Eu podia dizer, são os rapazes mamã, são os rapazes, mas não, não são. Enfim, os rapazes são uns chatos e eu tento fingir que não os oiço mandar-me as boquinhas que me mandam quando eu vou a entrar no portão do liceu. Eu podia dizer, são os rapazes mamã, e é por isso que eu visto estas saias curtas e as camisas de botões abertos até debaixo das mamas, os rapazes, mamã, mas os rapazes são uns anormais, tens quarenta e dois anos, já devias ter percebido isso.

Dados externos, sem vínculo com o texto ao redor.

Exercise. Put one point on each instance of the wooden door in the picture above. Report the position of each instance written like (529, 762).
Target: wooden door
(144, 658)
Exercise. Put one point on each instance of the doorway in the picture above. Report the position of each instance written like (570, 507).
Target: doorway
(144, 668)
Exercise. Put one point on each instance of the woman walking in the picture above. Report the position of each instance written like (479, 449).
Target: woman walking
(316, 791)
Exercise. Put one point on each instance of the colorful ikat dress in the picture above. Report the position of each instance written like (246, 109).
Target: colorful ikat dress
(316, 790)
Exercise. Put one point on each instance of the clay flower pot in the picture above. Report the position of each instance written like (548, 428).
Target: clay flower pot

Eu podia fingir, o Cláudio é meu namorado, eu podia dizer, vou sair com o Cláudio, tu gostas tanto do Cláudio mamã, tu gostas, e eu podia dizer o Cláudio e os amigos, a casa do Cláudio, os pais do Cláudio, depois tu e a mãe do Cláudio falavam ao telefone, tu e a mãe do Cláudio iam ao café, tu e o pai do Cláudio diziam bom dia e boa tarde, e eu saía com ele e os amigos, podia dizer, é meu namorado, podia entrar no liceu de mão dada com o Cláudio, os rapazes ficavam calados ou diziam Boa! Cláudio, e eu fingia que não ouvia porque eles são uns anormais.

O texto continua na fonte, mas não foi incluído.